A trio of former Apple engineers is leading a new data storage platform for developers building machine learning and artificial intelligence applications.
Seattle-based XetHub emerged from stealth mode Monday and announced $7.5 million in seed funding from Madrona Venture Group.
The company is led by former executives at Turi, a machine learning startup acquired by Apple in 2016 for around $200 million in one of the largest acquisitions for a Seattle startup. Turi founder Carlos Guestrin is advising XetHub.
XetHub aims to help developers speed up how they write and implement code for “intelligent” applications, particularly for teams that are working remotely.
“When Amazon recommends a product, or Gmail auto-suggests an email reply, or Apple’s FaceID unlocks a screen: these are examples of intelligent applications,” said co-founder Rajat Arya. “Up until now, this AI-powered functionality has been limited to those big players, but increasingly we’re going to see every business adopt AI.”
As these applications require more and more data, XetHub is betting that businesses will become more efficient with its tool.
Arya points to Madrona’s IA40 list — described as an index of the “top private companies building with AI that will shape our future” — as evidence of the variety and volume of startups now incorporating intelligent applications into their businesses. XetHub aims to go after this expanding market.

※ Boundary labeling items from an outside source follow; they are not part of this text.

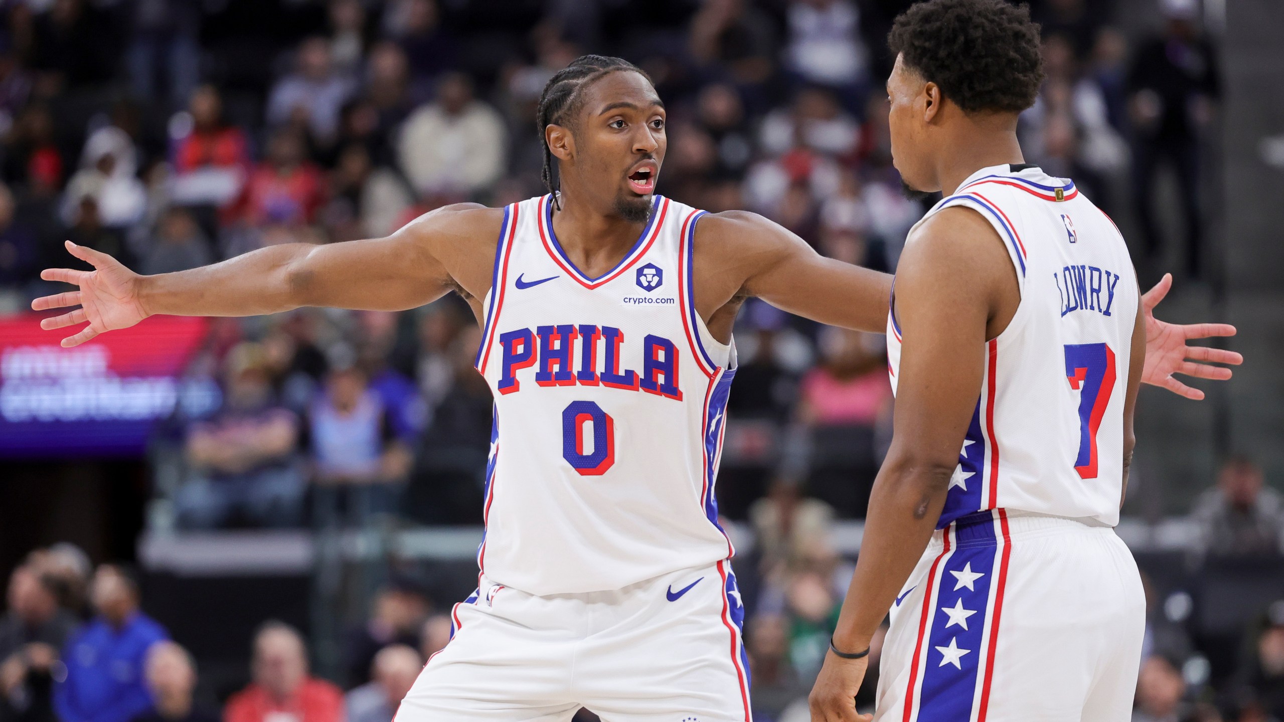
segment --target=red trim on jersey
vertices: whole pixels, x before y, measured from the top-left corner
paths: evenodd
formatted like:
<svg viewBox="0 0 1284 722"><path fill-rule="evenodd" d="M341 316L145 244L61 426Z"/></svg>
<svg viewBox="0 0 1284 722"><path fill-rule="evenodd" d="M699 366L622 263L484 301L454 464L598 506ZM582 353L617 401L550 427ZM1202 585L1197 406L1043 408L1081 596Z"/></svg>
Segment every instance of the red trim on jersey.
<svg viewBox="0 0 1284 722"><path fill-rule="evenodd" d="M745 669L740 665L740 654L737 649L737 641L740 640L740 633L736 630L736 624L731 622L731 603L727 601L727 570L723 568L724 561L718 563L718 576L722 577L722 595L723 595L723 624L727 626L727 631L731 632L731 663L736 667L736 678L740 681L740 701L745 705L745 722L752 722L749 712L749 683L745 680Z"/></svg>
<svg viewBox="0 0 1284 722"><path fill-rule="evenodd" d="M490 502L494 501L494 479L499 475L499 443L494 445L494 469L490 471L490 479L485 486L485 509L482 511L482 547L478 550L478 581L482 581L482 574L485 574L485 529L490 528ZM480 591L482 586L478 585Z"/></svg>
<svg viewBox="0 0 1284 722"><path fill-rule="evenodd" d="M1039 198L1041 198L1044 200L1052 200L1054 203L1059 203L1057 200L1057 197L1053 195L1053 194L1050 194L1050 193L1045 195L1045 194L1043 194L1043 193L1040 193L1040 191L1037 191L1037 190L1035 190L1035 189L1032 189L1032 188L1030 188L1027 185L1021 185L1018 182L1004 181L1004 180L981 180L981 181L976 181L976 182L964 185L963 188L955 190L954 194L957 195L959 193L963 193L964 189L972 188L973 185L982 185L982 184L987 184L987 182L996 182L996 184L1000 184L1000 185L1011 185L1012 188L1019 188L1021 190L1023 190L1023 191L1026 191L1026 193L1028 193L1031 195L1039 197ZM1077 195L1079 195L1079 188L1076 186L1070 193L1063 193L1061 199L1062 200L1070 200L1071 198L1075 198Z"/></svg>
<svg viewBox="0 0 1284 722"><path fill-rule="evenodd" d="M494 329L499 325L499 312L503 310L503 289L505 289L505 286L508 285L508 257L512 256L512 238L517 234L517 211L520 208L521 208L520 203L514 203L512 204L512 218L511 218L512 222L508 226L508 234L507 234L508 238L506 238L506 239L503 239L501 242L501 243L507 243L508 247L505 248L505 251L503 251L503 266L499 269L499 277L497 279L499 281L498 283L498 285L499 285L499 298L496 301L494 316L492 316L490 319L488 319L488 326L489 328L483 329L483 339L484 339L484 343L485 343L485 355L482 356L482 365L478 366L478 370L482 371L483 376L485 375L487 361L490 360L490 347L494 346ZM496 249L496 252L498 252L498 249ZM490 289L490 293L494 293L493 288ZM487 337L489 337L489 338L487 338Z"/></svg>
<svg viewBox="0 0 1284 722"><path fill-rule="evenodd" d="M1003 529L1003 560L999 563L998 590L994 592L994 617L990 619L990 651L985 662L985 681L981 683L981 705L976 722L985 722L990 709L990 682L994 680L994 650L999 642L999 617L1003 614L1003 592L1008 586L1008 559L1012 556L1012 536L1008 531L1008 510L999 509L999 525Z"/></svg>
<svg viewBox="0 0 1284 722"><path fill-rule="evenodd" d="M443 651L446 651L446 647L451 646L451 642L455 641L455 635L458 635L460 630L464 628L464 624L460 622L460 605L461 604L464 604L464 603L462 601L456 601L455 606L451 608L451 622L455 623L455 632L451 633L451 638L446 640L446 645L442 649L439 649L439 650L434 651L431 655L429 655L428 662L424 663L425 668L428 668L428 665L431 664L434 659L437 659L438 654L442 654ZM397 708L397 712L401 712L401 707ZM397 722L397 717L395 716L393 716L393 722Z"/></svg>
<svg viewBox="0 0 1284 722"><path fill-rule="evenodd" d="M1075 193L1079 193L1079 191L1076 190ZM1003 212L1003 208L999 208L998 203L995 203L994 200L990 200L989 198L981 195L980 193L977 193L975 190L972 191L972 195L975 195L975 197L980 198L981 200L985 200L986 203L989 203L990 206L993 206L994 209L998 211L1000 216L1003 216L1003 220L1008 221L1008 227L1012 229L1012 235L1016 236L1017 245L1021 247L1021 256L1023 256L1025 258L1030 258L1030 253L1026 252L1026 244L1021 243L1021 234L1017 233L1017 225L1012 222L1012 218L1009 218L1007 213ZM1070 198L1070 197L1067 195L1066 198Z"/></svg>
<svg viewBox="0 0 1284 722"><path fill-rule="evenodd" d="M936 560L932 561L932 569L927 573L927 586L923 587L923 613L918 618L918 641L914 642L914 656L909 665L909 685L905 687L905 710L901 716L903 722L909 722L909 718L914 714L914 686L918 683L918 659L923 654L923 640L927 638L927 621L931 619L932 610L932 587L936 583L936 568L940 565L941 559L950 551L950 527L945 528L941 534L945 542L941 552L936 555ZM926 660L924 660L926 662Z"/></svg>
<svg viewBox="0 0 1284 722"><path fill-rule="evenodd" d="M687 334L687 346L691 348L691 356L696 360L696 366L700 371L711 379L718 373L718 369L710 371L705 367L705 360L701 357L700 349L696 348L696 339L691 335L696 321L695 319L690 322L687 321L687 279L683 272L687 269L687 227L691 225L691 220L698 215L700 211L692 211L687 215L687 220L682 221L682 234L678 236L678 306L682 313L682 330Z"/></svg>
<svg viewBox="0 0 1284 722"><path fill-rule="evenodd" d="M700 457L704 460L704 466L700 468L700 478L702 479L702 486L700 487L700 514L705 515L706 518L709 514L707 495L713 493L711 486L715 470L714 468L718 465L716 460L718 460L718 453L722 451L722 439L727 433L727 421L724 419L722 432L719 432L718 434L718 447L714 450L714 457L710 459L709 457L709 401L714 397L714 389L718 388L718 378L722 376L722 369L718 369L718 371L719 373L715 374L715 378L709 379L709 388L705 389L705 410L704 414L701 414L701 421L700 421ZM723 412L725 414L725 410L723 410ZM716 522L710 519L709 523L713 524L715 529L718 529L718 533L720 533L724 540L727 540L727 559L736 556L736 547L732 546L731 537L727 536L727 532L722 527L719 527Z"/></svg>
<svg viewBox="0 0 1284 722"><path fill-rule="evenodd" d="M990 339L985 389L985 428L990 439L990 509L999 506L999 438L994 433L994 393L999 385L999 339Z"/></svg>
<svg viewBox="0 0 1284 722"><path fill-rule="evenodd" d="M548 195L541 198L539 209L537 211L539 213L539 218L537 218L538 222L535 225L539 227L539 240L543 242L544 251L548 252L548 257L553 260L553 263L557 263L557 266L562 271L566 271L566 275L575 279L575 283L589 290L593 290L594 288L598 288L603 284L609 284L612 280L620 277L620 274L632 269L633 265L637 263L639 258L646 256L647 251L650 251L651 245L655 243L655 239L660 236L660 229L664 226L664 217L669 212L669 199L664 198L664 202L660 204L660 215L656 217L655 225L651 227L651 238L648 238L646 243L642 245L642 251L637 251L633 253L632 257L627 257L624 261L621 261L620 267L616 269L615 272L612 272L611 275L589 283L584 280L583 274L578 272L573 265L564 263L561 257L559 257L557 252L553 251L552 245L548 244L548 234L544 231L544 221L547 217L547 215L544 213L544 203L548 203L548 198L550 198Z"/></svg>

“Developing and deploying these applications is constrained by legacy infrastructure and complex data workflows, and XetHub addresses these pain points from the developer point of view,” Madrona Managing Director Matt McIlwain said in a statement.
XetHub resembles GitHub, a commercial service based on the Git open-source project founded in 2008 and acquired by Microsoft in 2018. GitHub gives users a web-based way to collaborate on software development. Developers upload the code they’ve written to GitHub, opening it up to other developers to track the progress of ongoing projects and maintain completed ones.

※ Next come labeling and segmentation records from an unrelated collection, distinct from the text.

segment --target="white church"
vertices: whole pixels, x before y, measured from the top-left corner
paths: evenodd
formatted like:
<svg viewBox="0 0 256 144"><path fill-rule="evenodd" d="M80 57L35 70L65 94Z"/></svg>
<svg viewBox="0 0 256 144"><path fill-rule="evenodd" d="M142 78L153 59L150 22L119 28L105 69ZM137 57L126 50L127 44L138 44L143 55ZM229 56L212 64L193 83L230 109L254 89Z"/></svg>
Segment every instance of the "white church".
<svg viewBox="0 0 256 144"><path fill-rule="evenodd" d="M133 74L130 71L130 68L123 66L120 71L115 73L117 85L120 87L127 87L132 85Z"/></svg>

XetHub lets engineering teams do something similar, but for data storage alongside code in their Git repository.
Similar to GitHub’s software development tools, the XetHub platform will let machine learning developers collaborate while also providing a “governance record” that tracks any changes made to data.

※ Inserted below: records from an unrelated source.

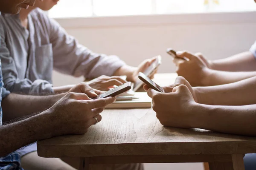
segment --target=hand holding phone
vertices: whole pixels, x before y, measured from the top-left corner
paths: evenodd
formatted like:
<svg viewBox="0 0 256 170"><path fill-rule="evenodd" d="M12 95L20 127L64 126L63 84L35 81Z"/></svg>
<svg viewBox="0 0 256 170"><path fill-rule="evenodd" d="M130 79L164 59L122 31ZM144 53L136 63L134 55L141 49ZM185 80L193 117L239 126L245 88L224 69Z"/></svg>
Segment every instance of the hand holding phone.
<svg viewBox="0 0 256 170"><path fill-rule="evenodd" d="M139 73L139 78L146 85L149 86L150 88L159 92L164 93L164 90L161 87L153 82L151 79L146 76L142 72Z"/></svg>
<svg viewBox="0 0 256 170"><path fill-rule="evenodd" d="M115 88L110 90L106 92L103 93L95 97L93 99L102 99L108 97L114 97L122 93L128 91L131 88L131 82L126 82L125 84L119 85Z"/></svg>
<svg viewBox="0 0 256 170"><path fill-rule="evenodd" d="M183 58L180 58L177 57L177 54L176 54L176 51L172 48L168 48L166 49L166 52L171 56L173 58L177 57L186 61L189 60L189 59L186 57L184 57Z"/></svg>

The company says the platform can currently handle 1TB-sized datasets and plans to increase that amount to 100TB in the near future. It will release a generally available version later in 2023.
The startup is led by CEO Yucheng Low, who worked at Turi as its chief architect for more than three years, then as an engineer at Apple for five years. He is a graduate of Carnegie Mellon University, where he earned a PhD in machine learning.
Arya was Turi’s director of technical sales and became a system software engineer at Apple. He also previously worked at Amazon Web Services and Microsoft.
The founding team is rounded out by Ajit Banerjee, a former senior software architect at Apple. Banerjee co-founded a Seattle job interviewing and matching startup called TalentWorks.
Arya said the Turi team operated “as a startup within Apple” and helped build internal machine learning products.
“We’d find an ML team, deliver value to them quickly, and then iteratively improve,” he said. “Our first service at Apple was a data product, which remains the most widely used offering in Apple’s internal ML platform today.”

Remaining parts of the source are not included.